Title :
Overcoming Asymmetry in Entity Graphs
Author :
Taesung Lee ; Young-rok Cha ; Seung-won Hwang
Author_Institution :
Dept. of Comput. Sci. & Eng., POSTECH, Pohang, South Korea
Abstract :
This paper studies the problem of mining named entity translations by aligning comparable corpora. Current state-of-the-art approaches mine a translation pair by aligning an entity graph in one language to another based on node similarity or propagated similarity of related entities. However, they, building on the assumption of “symmetry”, quickly deteriorate on “weakly” comparable corpora with some asymmetry. In this paper, we pursue two directions for overcoming relation and entity asymmetry respectively.

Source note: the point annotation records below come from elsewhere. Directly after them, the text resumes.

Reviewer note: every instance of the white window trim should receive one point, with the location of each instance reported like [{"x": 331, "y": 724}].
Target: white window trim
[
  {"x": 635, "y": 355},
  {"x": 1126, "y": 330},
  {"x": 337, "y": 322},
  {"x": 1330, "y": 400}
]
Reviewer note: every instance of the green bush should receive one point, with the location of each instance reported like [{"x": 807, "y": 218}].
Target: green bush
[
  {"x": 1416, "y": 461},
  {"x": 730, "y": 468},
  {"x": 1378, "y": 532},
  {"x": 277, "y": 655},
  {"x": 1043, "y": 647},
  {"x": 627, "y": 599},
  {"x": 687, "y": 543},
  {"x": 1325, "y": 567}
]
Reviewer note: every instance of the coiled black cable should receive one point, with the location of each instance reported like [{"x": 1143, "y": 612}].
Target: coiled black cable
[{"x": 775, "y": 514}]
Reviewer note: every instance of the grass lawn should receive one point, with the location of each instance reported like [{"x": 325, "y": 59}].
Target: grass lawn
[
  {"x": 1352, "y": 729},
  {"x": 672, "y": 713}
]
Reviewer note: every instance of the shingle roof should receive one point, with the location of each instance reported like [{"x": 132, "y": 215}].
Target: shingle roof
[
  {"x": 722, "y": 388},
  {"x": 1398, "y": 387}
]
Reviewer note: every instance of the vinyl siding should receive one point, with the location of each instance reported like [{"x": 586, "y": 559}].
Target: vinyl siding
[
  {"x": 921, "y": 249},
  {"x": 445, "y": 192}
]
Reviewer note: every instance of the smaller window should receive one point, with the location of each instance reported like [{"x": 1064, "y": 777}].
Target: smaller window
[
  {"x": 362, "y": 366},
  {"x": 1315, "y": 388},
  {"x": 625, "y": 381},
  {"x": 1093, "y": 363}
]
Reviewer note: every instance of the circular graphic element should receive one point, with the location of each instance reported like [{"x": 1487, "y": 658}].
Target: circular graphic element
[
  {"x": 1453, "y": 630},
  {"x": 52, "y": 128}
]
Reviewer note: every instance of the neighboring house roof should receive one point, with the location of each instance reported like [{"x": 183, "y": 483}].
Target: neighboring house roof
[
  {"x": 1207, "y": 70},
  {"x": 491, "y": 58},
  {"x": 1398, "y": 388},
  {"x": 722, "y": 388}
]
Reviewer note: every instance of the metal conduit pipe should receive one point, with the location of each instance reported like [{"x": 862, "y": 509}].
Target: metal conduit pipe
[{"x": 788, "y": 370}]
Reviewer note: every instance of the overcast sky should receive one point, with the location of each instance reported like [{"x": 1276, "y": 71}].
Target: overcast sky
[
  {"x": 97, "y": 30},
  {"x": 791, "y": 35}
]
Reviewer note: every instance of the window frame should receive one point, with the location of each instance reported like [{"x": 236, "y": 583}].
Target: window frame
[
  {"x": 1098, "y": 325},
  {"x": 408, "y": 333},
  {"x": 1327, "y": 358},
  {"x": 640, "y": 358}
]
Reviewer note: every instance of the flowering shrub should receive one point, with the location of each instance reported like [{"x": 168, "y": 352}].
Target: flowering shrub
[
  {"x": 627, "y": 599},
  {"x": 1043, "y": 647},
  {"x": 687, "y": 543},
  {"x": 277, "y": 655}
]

The first approach starts from weakly comparable corpora (for high recall) then ensures precision by selective propagation only to entities of symmetric relations. The second approach starts from parallel corpora (for high precision) then enhances recall by extending the translation matrix based on node similarity and contextual similarity. Our experimental results on English-Chinese corpora show that both approaches are effective and complementary. Our combined approach outperforms the best-performing baseline in terms of F1-score by up to 0.28.
Keywords :
data mining; entity-relationship modelling; graph theory; knowledge engineering; English-Chinese corpora; F1-score; contextual similarity; entity graphs; knowledge engineering methodologies; node similarity; parallel corpora; translation matrix; Context modeling; Electronic publishing; Graph theory; Internet; Semantics; Knowledge modeling; entity translation; knowledge engineering methodologies;
Journal_Title :
Knowledge and Data Engineering, IEEE Transactions on
DOI :
10.1109/TKDE.2014.2316799